- Genre: Action
- Directed by: Prince Dhiman; Alok Batra;
- Starring: Suniel Shetty; Esha Deol; Barkha Bisht; Rahul Dev; Karanvir Sharma; Teena Singh;
- Country of origin: India
- Original language: Hindi
- No. of seasons: 2
- No. of episodes: 14

Production
- Executive producers: Akshay Valsangkar; Aashish Mehra; Anurodh Gusan;
- Producers: Vikram Mehra; Siddharth Anand Kumar; Sahil Sharma;
- Cinematography: Jesil Patel, Vivek Patne
- Running time: 25-27 minutes
- Production companies: Saregama Yoodlee Films

Original release
- Network: Amazon miniTV
- Release: 22 March 2023

= Hunter Tootega Nahi Todega =

Indian web series

Hunter: Tootega Nahi Todega is an Indian-Hindi language web series created and directed by Prince Dhiman and Alok Batra, and produced under Saregama and Yoodlee Films. The series stars Suniel Shetty, Esha Deol, Barkha Bisht, Karanvir Sharma, and Rahul Dev. It is streaming on Amazon Mini TV.

== Premise ==
ACP Vikram Chauhan, a cop with a tragic past, is accused of an aged woman Leena Thomas's death, where he sets out to prove his innocence with the help of Divya.

==Cast==
- Suniel Shetty as ACP Vikram Sinha
- Esha Deol as Divya
- Barkha Bisht as Swati
- Rahul Dev as inspector Hooda Kartoos
- Karanvir Sharma as Inspector Sajid Shaikh
- Pawan Chopra
- Manish Dallvi as Police Constable
- Smita Jayakar
- Mihir Ahuja
- Siddharth Kher
- Rahul Sahu
- Harssh A Singh
- Enakshi Ganguly
- Teena Singh
- Jackie Shroff in a cameo appearance

==Production==
The series was announced by Saregama on Amazon miniTV consisting of eight episodes. Suniel Shetty, Esha Deol, Barkha Bisht Sengupta, Karanvir Sharma, and Rahul Dev were cast to appear in the series.
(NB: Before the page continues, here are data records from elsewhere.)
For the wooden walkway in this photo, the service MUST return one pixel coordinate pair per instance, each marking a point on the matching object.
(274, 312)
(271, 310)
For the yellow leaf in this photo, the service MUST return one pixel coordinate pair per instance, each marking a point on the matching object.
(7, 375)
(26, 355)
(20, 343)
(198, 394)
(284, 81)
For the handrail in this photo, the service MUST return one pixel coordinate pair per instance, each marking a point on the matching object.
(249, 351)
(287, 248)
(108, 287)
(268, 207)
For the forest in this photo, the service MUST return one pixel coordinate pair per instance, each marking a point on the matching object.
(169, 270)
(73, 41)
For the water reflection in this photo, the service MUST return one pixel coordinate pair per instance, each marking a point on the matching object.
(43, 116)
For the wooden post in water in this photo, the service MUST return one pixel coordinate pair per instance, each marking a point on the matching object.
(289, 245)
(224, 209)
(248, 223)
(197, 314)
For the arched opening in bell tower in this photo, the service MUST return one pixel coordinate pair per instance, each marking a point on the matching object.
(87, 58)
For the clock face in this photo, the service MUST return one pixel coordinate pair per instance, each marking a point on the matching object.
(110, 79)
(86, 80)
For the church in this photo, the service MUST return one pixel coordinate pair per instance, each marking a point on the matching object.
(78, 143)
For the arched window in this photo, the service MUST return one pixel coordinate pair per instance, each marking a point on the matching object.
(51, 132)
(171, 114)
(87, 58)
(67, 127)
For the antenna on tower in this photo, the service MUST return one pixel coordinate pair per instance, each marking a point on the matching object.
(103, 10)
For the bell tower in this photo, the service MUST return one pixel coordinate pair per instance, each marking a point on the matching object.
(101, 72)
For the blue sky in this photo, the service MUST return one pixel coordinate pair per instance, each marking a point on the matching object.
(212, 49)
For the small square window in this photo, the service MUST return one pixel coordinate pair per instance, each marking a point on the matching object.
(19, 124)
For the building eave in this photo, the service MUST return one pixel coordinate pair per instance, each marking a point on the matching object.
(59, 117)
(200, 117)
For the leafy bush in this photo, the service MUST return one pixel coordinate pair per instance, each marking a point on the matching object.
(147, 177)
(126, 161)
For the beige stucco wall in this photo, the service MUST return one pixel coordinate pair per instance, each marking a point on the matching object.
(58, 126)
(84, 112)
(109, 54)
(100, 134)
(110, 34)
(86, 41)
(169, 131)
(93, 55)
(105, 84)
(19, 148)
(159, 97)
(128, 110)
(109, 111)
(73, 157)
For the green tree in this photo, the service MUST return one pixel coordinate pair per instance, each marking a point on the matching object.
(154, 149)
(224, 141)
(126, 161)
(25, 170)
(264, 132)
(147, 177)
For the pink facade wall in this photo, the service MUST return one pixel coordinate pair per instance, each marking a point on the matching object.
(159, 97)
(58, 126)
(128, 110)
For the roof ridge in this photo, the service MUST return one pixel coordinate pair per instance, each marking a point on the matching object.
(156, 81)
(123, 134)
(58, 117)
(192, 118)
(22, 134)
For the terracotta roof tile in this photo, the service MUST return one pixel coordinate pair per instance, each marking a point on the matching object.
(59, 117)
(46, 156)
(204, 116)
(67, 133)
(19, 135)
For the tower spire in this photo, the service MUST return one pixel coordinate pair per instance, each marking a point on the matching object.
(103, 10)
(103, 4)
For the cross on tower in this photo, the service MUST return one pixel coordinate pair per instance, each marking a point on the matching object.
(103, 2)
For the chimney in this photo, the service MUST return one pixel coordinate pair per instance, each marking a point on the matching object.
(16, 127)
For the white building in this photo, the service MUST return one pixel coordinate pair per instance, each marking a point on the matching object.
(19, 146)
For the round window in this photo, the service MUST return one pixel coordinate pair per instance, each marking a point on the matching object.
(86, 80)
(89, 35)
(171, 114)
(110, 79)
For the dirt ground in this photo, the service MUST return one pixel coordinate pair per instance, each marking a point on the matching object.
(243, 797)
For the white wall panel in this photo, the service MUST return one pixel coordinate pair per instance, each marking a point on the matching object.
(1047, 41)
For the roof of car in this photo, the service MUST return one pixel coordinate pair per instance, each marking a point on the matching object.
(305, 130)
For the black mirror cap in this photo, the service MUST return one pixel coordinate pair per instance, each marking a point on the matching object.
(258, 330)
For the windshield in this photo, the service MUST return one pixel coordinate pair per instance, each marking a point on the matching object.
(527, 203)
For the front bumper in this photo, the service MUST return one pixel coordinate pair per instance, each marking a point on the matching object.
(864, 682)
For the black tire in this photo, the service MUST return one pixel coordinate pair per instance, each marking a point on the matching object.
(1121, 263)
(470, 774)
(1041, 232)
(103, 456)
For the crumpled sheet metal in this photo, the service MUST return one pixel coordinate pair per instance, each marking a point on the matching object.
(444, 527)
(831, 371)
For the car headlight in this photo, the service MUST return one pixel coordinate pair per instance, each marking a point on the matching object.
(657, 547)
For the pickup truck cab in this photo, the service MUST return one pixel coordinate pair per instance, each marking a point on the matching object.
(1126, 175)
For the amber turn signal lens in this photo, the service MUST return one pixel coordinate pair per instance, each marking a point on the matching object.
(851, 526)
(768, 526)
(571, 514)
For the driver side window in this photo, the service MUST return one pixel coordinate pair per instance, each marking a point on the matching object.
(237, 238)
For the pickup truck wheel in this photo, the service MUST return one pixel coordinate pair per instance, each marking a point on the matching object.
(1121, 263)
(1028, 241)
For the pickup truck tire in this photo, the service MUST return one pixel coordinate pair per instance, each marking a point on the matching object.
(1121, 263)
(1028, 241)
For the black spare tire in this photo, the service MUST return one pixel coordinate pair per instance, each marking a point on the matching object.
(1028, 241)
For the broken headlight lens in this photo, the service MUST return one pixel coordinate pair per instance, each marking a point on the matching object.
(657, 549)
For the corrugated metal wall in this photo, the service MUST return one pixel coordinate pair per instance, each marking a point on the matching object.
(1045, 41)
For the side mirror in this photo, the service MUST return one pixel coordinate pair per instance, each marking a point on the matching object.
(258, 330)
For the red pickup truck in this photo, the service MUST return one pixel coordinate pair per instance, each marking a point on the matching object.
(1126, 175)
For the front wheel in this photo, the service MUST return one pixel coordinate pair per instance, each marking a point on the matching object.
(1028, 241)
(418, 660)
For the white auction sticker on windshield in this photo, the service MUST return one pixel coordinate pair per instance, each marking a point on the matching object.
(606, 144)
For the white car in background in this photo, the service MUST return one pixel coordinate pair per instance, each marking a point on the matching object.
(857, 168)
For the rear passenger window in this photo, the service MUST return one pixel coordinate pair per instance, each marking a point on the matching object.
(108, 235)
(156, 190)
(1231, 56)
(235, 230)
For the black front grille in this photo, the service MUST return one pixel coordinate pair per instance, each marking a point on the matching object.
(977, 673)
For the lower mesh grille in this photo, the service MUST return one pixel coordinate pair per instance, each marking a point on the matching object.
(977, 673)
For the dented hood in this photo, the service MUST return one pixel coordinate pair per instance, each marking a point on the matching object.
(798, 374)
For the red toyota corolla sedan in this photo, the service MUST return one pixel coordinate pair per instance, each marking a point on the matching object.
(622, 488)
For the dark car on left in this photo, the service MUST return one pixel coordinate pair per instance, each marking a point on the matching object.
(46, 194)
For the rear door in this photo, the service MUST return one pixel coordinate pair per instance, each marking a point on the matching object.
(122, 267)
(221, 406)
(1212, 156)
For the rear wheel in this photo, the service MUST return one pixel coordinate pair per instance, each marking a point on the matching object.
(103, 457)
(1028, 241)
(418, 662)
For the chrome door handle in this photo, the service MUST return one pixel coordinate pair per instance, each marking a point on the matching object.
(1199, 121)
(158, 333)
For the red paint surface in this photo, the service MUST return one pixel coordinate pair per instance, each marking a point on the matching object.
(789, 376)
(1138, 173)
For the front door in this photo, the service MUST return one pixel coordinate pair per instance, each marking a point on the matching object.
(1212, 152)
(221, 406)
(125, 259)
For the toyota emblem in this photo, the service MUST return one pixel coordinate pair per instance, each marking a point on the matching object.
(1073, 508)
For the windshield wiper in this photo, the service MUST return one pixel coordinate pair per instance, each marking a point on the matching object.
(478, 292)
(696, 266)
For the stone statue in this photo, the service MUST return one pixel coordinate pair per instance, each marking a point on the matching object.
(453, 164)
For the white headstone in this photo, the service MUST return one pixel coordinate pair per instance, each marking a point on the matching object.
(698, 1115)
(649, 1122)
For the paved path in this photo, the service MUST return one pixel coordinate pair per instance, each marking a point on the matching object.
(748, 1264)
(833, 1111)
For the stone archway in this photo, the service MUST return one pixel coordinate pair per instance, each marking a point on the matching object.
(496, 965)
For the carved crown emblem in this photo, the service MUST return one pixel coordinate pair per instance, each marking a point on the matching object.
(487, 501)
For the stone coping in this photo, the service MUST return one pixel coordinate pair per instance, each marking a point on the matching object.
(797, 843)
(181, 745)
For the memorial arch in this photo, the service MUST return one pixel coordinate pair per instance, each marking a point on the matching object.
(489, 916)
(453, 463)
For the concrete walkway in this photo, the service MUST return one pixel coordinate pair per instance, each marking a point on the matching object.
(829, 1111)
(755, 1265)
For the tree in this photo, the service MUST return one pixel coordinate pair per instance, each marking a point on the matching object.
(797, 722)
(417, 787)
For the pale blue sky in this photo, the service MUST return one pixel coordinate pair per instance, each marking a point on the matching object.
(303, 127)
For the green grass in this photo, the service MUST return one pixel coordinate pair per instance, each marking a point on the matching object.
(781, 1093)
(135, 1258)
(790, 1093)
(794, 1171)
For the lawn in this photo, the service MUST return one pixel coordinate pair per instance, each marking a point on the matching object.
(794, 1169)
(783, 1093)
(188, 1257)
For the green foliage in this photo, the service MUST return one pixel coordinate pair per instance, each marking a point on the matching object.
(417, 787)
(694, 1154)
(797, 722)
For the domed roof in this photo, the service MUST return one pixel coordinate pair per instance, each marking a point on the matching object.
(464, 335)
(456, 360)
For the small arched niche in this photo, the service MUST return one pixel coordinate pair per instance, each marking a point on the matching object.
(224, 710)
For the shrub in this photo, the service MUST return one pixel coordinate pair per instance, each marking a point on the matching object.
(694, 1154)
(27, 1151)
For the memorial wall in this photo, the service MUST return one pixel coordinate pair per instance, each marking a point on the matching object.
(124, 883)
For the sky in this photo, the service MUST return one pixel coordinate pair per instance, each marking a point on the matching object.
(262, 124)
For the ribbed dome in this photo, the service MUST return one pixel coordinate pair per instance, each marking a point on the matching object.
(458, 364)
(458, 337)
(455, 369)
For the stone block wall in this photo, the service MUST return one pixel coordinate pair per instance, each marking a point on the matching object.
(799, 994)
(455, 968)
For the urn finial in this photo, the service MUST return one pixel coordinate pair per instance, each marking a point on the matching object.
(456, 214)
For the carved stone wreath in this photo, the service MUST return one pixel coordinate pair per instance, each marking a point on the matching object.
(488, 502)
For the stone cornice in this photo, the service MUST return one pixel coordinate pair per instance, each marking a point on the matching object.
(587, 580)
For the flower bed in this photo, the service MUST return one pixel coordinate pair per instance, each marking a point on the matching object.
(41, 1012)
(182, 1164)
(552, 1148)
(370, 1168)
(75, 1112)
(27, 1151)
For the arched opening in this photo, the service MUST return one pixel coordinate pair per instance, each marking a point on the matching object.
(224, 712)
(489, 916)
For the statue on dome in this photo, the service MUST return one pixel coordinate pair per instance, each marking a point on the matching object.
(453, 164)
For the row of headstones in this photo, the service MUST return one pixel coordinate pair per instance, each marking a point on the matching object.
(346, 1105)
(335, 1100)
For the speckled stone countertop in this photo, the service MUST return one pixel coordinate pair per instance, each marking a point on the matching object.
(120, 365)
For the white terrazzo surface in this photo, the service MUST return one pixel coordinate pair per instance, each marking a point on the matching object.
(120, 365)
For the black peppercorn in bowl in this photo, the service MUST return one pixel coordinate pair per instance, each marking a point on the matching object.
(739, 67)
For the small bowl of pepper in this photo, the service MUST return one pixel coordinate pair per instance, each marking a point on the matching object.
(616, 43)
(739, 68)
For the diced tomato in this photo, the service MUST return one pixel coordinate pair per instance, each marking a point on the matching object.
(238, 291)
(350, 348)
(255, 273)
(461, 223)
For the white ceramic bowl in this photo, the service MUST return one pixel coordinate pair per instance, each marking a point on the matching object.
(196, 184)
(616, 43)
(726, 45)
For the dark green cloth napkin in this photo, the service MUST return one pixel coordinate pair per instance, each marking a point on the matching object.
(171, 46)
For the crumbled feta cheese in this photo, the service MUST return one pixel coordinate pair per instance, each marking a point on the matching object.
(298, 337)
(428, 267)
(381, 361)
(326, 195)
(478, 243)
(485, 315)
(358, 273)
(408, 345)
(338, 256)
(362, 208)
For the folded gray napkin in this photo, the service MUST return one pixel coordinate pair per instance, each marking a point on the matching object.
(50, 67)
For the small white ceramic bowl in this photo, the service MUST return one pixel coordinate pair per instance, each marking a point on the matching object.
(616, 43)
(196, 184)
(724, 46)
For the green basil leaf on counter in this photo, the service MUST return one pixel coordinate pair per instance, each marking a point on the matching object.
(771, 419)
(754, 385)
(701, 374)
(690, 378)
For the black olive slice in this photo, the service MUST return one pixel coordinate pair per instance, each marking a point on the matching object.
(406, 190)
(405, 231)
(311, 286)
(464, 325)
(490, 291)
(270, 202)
The trailer of the series was released in March 2023.

== Music ==

| No. | Title | Lyrics | Music | Singer(s) | Length |
|---|---|---|---|---|---|
| 1. | "Daiyya Daiyya" | Siddhant Kaushal | Haroon-Gavin | Neha Kakkar | 3:16 |

== Reception ==
Deepa Gahlot for Rediff.com wrote "The show is slick -- that much can be expected these days -- with a lot of bloodshed but mercifully, not too much vulgar swearing."

Archika Khurana of The Times of India wrote "What works in show's favour are the well-choreographed action sequences, which allow the slomos to feel how hard he is beating the sh*t out of people. Suniel Shetty is simply unbeatable at beating people and performing action stunts."

Roktim Rajpal of India Today wrote "Hunter Tootega Nahi Todega features remixed versions of popular Bollywood chartbusters."